Wilk i owca
Pasła się owca na górskiej hali, jodłował juhas, świerki szumiały, zmęczony baca chrapał pod płotem, a pies pasterski grał w pchełki z kotem.
Nikt na owieczkę nie miał baczenia, pewnie dlatego rankiem skubnęła pęd koniczyny, trochę nieświeży, przez co się z czkawką musiała mierzyć.
– Bee… hm!… bee… hm!… bee – czkała co chwilę. Jest to, jak wiemy, bardzo niemiłe. Pobiegła zatem po łyczek wody do kuchni, w chatce obok zagrody.

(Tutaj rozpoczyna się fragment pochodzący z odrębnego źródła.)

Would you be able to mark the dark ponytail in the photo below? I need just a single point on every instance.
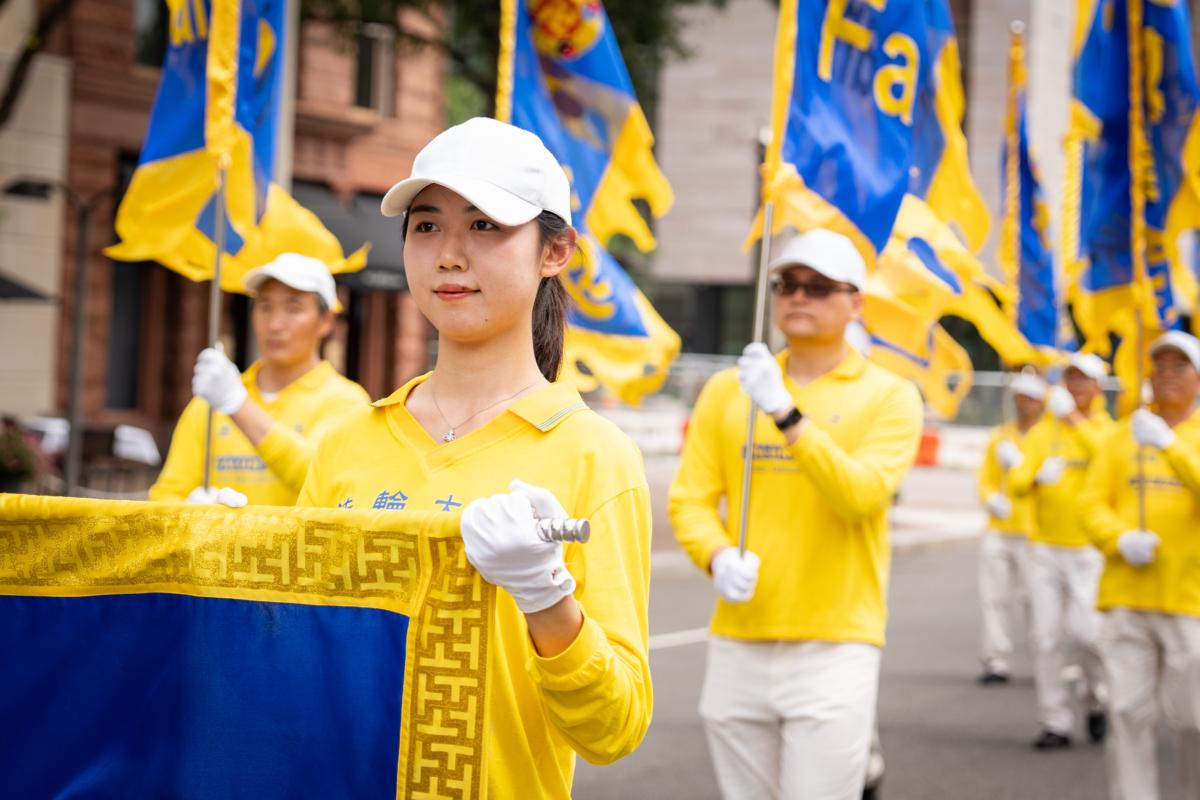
(550, 306)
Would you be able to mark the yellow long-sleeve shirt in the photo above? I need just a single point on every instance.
(993, 481)
(1057, 515)
(1171, 582)
(817, 507)
(595, 697)
(273, 473)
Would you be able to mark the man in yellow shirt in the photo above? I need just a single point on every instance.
(1150, 591)
(1065, 567)
(789, 697)
(268, 420)
(1003, 551)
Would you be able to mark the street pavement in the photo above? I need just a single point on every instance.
(943, 737)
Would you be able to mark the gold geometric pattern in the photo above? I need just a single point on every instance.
(445, 708)
(406, 561)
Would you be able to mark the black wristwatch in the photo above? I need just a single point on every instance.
(792, 417)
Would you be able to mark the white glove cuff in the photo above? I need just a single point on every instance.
(558, 584)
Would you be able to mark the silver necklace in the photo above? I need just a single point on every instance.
(449, 435)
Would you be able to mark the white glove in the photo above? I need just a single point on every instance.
(1060, 403)
(1000, 506)
(1008, 455)
(1050, 471)
(762, 379)
(217, 380)
(1138, 547)
(502, 542)
(225, 495)
(735, 576)
(1151, 429)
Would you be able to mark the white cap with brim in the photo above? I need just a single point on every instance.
(301, 272)
(503, 170)
(1089, 364)
(1185, 343)
(1027, 385)
(826, 252)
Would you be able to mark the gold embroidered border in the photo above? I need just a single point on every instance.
(412, 563)
(261, 551)
(443, 751)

Ledwo tam weszła, a już za drzwiami chudy wilk głośno kłapnął zębami.
Potem do środka wlazł bez pytania, bo do schrupania owcy się skłaniał.
Biedaczka, widząc wilczysko głodne, sięgnęła szybko po wielki rondel, i takąż chochlą… bobu mu dała.
I wilk był syty, i owca cała.
Od tego czasu w bezmięsne piątki zwiedzali razem górskie zakątki. Kroczek za kroczkiem, wbrew swej naturze, barankiem stał się zbój w wilczej skórze.
Dawny jadłospis gruntownie zmienił, owcy oświadczył się na jesieni. Prócz serca dał jej pachnący groszek, w podzięce za to, że jest jaroszem.